The last visit was to a CBO that is a sports club for deaf young people.  It was started in 2005 after the Athens Special Olympics and has about 250 deaf members who come to the center to play different sports – including soccer.  This club just started a beachside café to help generate income for the club but to also give the deaf youth some opportunities for employment and training.  So we sat in the shade on the beach watching the waves do wavey things and chatted with the youth and the board members of the club.  I had asked about the profitability of the café and they admitted that it wasn’t really generating much profit, but it has gotten a LOT of publicity and it’s been great for the deaf youth to be able to run the café and learn business skills.  They said a lot of families with disabled members will come to this particular beachside café because they now consider it “theirs” – even the ones who aren’t members in the club.

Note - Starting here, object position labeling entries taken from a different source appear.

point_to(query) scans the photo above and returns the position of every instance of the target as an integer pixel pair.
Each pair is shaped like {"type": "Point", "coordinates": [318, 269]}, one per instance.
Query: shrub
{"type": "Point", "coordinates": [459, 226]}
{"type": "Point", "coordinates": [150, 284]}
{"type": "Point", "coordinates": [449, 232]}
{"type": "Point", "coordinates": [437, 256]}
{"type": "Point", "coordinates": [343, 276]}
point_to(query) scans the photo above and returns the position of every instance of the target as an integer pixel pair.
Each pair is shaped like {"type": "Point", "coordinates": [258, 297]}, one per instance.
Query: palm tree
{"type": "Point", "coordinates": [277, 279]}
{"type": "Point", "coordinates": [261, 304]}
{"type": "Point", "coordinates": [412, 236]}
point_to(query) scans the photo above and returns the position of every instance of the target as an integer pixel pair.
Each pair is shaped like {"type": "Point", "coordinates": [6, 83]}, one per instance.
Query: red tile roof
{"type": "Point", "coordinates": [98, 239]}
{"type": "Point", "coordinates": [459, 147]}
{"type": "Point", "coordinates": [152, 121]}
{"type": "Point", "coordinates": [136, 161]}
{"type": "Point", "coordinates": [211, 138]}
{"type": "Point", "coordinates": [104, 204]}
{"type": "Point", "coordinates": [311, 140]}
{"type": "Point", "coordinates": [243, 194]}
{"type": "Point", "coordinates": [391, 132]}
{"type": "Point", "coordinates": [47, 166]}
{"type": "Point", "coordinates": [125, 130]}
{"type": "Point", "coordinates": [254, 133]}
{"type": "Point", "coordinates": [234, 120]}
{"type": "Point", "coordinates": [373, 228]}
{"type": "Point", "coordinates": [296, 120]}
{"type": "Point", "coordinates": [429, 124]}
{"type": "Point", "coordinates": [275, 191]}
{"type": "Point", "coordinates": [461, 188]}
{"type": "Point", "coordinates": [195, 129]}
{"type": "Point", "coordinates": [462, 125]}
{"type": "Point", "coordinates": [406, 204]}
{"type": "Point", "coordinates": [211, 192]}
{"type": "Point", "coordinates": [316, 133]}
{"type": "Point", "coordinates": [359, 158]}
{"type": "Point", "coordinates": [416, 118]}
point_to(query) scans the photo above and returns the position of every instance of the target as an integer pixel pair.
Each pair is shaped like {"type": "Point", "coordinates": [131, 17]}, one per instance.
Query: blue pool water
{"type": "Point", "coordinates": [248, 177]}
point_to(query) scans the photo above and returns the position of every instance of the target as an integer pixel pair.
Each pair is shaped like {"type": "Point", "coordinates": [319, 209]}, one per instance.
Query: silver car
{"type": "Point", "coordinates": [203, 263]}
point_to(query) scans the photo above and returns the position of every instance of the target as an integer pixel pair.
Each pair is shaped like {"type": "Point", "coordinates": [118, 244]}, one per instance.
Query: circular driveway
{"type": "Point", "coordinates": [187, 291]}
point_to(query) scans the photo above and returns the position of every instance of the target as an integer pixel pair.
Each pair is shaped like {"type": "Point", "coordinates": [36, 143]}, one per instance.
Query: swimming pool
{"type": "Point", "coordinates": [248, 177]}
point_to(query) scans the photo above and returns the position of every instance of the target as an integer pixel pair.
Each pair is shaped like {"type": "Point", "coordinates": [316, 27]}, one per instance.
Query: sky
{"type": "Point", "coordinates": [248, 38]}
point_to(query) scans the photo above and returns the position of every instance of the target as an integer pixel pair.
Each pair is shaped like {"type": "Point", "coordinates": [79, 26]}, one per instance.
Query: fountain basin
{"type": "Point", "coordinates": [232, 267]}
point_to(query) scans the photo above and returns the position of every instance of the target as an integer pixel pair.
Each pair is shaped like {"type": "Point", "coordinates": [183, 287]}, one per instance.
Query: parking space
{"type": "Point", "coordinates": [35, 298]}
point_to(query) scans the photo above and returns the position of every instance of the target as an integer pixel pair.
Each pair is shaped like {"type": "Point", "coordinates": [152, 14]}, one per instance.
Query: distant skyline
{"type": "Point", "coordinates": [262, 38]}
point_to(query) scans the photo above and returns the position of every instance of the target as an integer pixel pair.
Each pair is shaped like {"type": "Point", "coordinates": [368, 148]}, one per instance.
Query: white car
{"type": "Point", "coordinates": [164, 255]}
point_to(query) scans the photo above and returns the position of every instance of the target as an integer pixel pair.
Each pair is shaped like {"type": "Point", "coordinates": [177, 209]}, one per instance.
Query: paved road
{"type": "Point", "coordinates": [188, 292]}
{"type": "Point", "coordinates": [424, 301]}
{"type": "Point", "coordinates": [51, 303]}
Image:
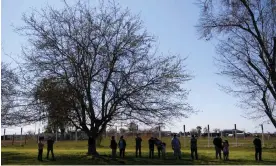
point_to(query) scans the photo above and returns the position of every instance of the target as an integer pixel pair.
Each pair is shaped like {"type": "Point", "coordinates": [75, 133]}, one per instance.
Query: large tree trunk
{"type": "Point", "coordinates": [92, 149]}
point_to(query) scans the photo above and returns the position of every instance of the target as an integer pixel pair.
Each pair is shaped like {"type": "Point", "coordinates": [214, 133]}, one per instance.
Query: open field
{"type": "Point", "coordinates": [72, 152]}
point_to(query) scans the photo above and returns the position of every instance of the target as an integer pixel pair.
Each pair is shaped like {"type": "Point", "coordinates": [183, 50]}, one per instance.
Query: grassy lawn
{"type": "Point", "coordinates": [72, 152]}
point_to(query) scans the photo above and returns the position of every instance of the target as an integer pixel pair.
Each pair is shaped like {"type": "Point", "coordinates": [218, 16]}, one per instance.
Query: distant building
{"type": "Point", "coordinates": [231, 132]}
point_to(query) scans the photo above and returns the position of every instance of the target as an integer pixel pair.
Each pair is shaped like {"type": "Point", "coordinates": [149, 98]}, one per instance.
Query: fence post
{"type": "Point", "coordinates": [184, 136]}
{"type": "Point", "coordinates": [25, 139]}
{"type": "Point", "coordinates": [4, 134]}
{"type": "Point", "coordinates": [76, 134]}
{"type": "Point", "coordinates": [21, 137]}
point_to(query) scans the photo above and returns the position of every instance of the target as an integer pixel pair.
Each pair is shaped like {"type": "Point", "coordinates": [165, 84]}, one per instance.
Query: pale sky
{"type": "Point", "coordinates": [173, 22]}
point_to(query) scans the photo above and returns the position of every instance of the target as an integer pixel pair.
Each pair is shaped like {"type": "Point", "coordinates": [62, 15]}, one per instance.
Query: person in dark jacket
{"type": "Point", "coordinates": [138, 141]}
{"type": "Point", "coordinates": [194, 147]}
{"type": "Point", "coordinates": [113, 146]}
{"type": "Point", "coordinates": [50, 147]}
{"type": "Point", "coordinates": [258, 148]}
{"type": "Point", "coordinates": [122, 146]}
{"type": "Point", "coordinates": [218, 146]}
{"type": "Point", "coordinates": [158, 144]}
{"type": "Point", "coordinates": [151, 147]}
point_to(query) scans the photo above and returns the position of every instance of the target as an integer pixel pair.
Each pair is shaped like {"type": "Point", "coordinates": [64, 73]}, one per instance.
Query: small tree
{"type": "Point", "coordinates": [9, 82]}
{"type": "Point", "coordinates": [205, 130]}
{"type": "Point", "coordinates": [216, 130]}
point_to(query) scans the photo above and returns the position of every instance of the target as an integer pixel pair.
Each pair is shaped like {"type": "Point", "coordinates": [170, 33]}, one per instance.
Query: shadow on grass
{"type": "Point", "coordinates": [12, 158]}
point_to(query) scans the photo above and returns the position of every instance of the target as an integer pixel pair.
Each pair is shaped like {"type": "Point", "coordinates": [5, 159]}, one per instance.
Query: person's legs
{"type": "Point", "coordinates": [159, 152]}
{"type": "Point", "coordinates": [260, 154]}
{"type": "Point", "coordinates": [40, 155]}
{"type": "Point", "coordinates": [256, 154]}
{"type": "Point", "coordinates": [179, 153]}
{"type": "Point", "coordinates": [196, 154]}
{"type": "Point", "coordinates": [192, 154]}
{"type": "Point", "coordinates": [219, 153]}
{"type": "Point", "coordinates": [113, 153]}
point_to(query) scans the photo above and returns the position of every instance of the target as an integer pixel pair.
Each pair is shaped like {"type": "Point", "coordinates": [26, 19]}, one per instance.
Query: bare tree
{"type": "Point", "coordinates": [9, 82]}
{"type": "Point", "coordinates": [104, 64]}
{"type": "Point", "coordinates": [199, 128]}
{"type": "Point", "coordinates": [216, 130]}
{"type": "Point", "coordinates": [205, 130]}
{"type": "Point", "coordinates": [247, 50]}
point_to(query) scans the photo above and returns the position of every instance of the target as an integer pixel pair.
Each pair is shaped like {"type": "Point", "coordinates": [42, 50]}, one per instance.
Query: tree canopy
{"type": "Point", "coordinates": [98, 65]}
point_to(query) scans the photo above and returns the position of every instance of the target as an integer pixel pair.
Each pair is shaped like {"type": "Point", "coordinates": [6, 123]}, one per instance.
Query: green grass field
{"type": "Point", "coordinates": [72, 152]}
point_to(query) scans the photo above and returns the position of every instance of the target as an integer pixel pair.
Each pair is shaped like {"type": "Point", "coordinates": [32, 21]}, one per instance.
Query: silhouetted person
{"type": "Point", "coordinates": [194, 147]}
{"type": "Point", "coordinates": [225, 150]}
{"type": "Point", "coordinates": [176, 147]}
{"type": "Point", "coordinates": [113, 146]}
{"type": "Point", "coordinates": [159, 146]}
{"type": "Point", "coordinates": [122, 146]}
{"type": "Point", "coordinates": [258, 148]}
{"type": "Point", "coordinates": [151, 147]}
{"type": "Point", "coordinates": [218, 146]}
{"type": "Point", "coordinates": [50, 147]}
{"type": "Point", "coordinates": [163, 150]}
{"type": "Point", "coordinates": [138, 141]}
{"type": "Point", "coordinates": [40, 148]}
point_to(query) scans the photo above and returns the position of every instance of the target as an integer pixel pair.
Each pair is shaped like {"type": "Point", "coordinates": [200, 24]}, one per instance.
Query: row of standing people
{"type": "Point", "coordinates": [50, 148]}
{"type": "Point", "coordinates": [224, 146]}
{"type": "Point", "coordinates": [152, 142]}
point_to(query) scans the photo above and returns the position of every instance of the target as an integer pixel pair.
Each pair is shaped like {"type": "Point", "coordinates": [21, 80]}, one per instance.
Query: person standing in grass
{"type": "Point", "coordinates": [163, 150]}
{"type": "Point", "coordinates": [218, 146]}
{"type": "Point", "coordinates": [193, 143]}
{"type": "Point", "coordinates": [138, 141]}
{"type": "Point", "coordinates": [122, 146]}
{"type": "Point", "coordinates": [176, 146]}
{"type": "Point", "coordinates": [159, 146]}
{"type": "Point", "coordinates": [113, 146]}
{"type": "Point", "coordinates": [225, 150]}
{"type": "Point", "coordinates": [40, 148]}
{"type": "Point", "coordinates": [50, 147]}
{"type": "Point", "coordinates": [258, 148]}
{"type": "Point", "coordinates": [151, 147]}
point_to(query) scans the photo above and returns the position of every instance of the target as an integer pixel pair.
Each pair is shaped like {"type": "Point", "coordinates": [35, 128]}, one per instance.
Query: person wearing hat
{"type": "Point", "coordinates": [176, 146]}
{"type": "Point", "coordinates": [151, 142]}
{"type": "Point", "coordinates": [194, 147]}
{"type": "Point", "coordinates": [138, 142]}
{"type": "Point", "coordinates": [50, 147]}
{"type": "Point", "coordinates": [258, 148]}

It sort of looks like Gazans do the beach scene.  There are all these kiosks of bamboo and thatch up and down the beach with beach umbrellas and food and so forth.  My host told me that there used to be actual resorts and hotels along the beach, but during the war, these were all bombed and bulldozed by the Israelis to prevent them being used as bases for incursions – so now people just built everything from bamboo and thatch with netting because it’s easier to rebuild after a bombing.

One twist is that there are these little cubicles set up along the beach about 3 meters on a side, made of burlap and open to the sky.  I was told that families will come to the beach – usually in the cool of the day after noon - and rent one of these cubicles.  The purpose of the cubicles is so that the women of the family can have privacy and can take off their robes and headscarves and eat at the beach.  The young people hang out in the public area together, but these cubicles are the for the families and especially the married women.  We saw a family come down and rent one of those.  There were about 12 people or so ranging from grandfather to uncles to aunts to little kids.  They’d brought their own food in big baskets and they set up shop around one of the cubicles.  The men sort of lounged around outside while the women hung around inside and the kids ran back and forth.  There was one little kid about Gabriel’s age toddling around with his 7 or 8 year old sister and it made me go “awwww”.

We were there longer than I expected because they offered to get us some lunch – cooked by the deaf youth – “it will only take a half-hour, very fast” – ha ha – 2 hours later we were served.  It was great food though – the chicken was grilled and blackened with cloves making a really interesting flavor.  Then there were the usual suspects – humus and pita bread, tarator, and other dipping sauces.  If we ever move to Gaza, you’d better love humus.  The beginning of every meal is a bowl of humus and a pile of pita bread which is ripped and dipped in the humus.
By the time I got back to the hotel, it was about 3:30 or so.  By this time, I was pretty hot and salty from sitting at the beach for two hours (under a shade, but still) and so took a shower, and then tried to slog through the rest of the dark teatime of the soul.